Accordingly I agree with the optimists when they say that our knowledge can grow and can progress; for we can sometimes justify the verdict of our critical discussions when it ranks certain conjectures higher than others.
This idea is wrong as first pointed out by Elliot Temple. Critical discussion does not rank ideas. A critical discussion attempts to solve a problem and either accepts a particular proposal as a solution to a problem or rejects it. There is nothing in between. Sometimes you might attach a number to various solutions of an idea and choose the one with the one with the highest number or the lowest number or choose in some other way related to the number. For example, you might compare cars to see which uses the least amount of petrol when driving in a city. You may list the cars in order of miles in city per litre of petrol. But you actually choose the one that has the highest number of miles per unit of petrol and reject the rest. Whatever way you list the cars you accept one and reject the rest. So the idea of a critical preference as a ranking of ideas after a critical discussion is wrong. When people think they are ranking ideas they are actually doing something like munging together lots of different contexts in which different ideas are useful, or they are choosing according to some unstated and uncriticised criterion. This means that criticisms that might improve your ideas are ignored or are not generated at all, which is bad.

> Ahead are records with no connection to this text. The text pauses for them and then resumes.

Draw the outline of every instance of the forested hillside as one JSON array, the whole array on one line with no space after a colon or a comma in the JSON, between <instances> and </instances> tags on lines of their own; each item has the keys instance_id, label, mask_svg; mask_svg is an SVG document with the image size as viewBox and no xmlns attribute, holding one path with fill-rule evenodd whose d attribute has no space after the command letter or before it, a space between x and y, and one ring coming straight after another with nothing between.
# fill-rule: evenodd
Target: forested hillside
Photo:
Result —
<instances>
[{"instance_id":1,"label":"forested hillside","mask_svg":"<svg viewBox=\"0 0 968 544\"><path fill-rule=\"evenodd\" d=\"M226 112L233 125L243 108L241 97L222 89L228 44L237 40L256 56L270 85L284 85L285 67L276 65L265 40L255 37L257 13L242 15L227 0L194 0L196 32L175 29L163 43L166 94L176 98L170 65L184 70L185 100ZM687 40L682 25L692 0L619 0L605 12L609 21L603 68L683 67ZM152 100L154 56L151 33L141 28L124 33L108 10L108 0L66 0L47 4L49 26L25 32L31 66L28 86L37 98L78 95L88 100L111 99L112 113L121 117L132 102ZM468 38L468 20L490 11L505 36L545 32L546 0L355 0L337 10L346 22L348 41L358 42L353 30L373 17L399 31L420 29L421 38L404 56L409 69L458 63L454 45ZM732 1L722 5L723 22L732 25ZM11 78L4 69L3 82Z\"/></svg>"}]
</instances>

A common preference is an idea that all of the people involved in a dispute prefer to their original position. To get a common preference that you must answer all of the criticisms of the idea that is adopted. If you don’t then it doesn’t mean anything to say that the adopted solution is preferred to other proposals since they both have the same status: they have both been rejected. You don’t rank the suggestions. Each suggestion is either accepted or rejected.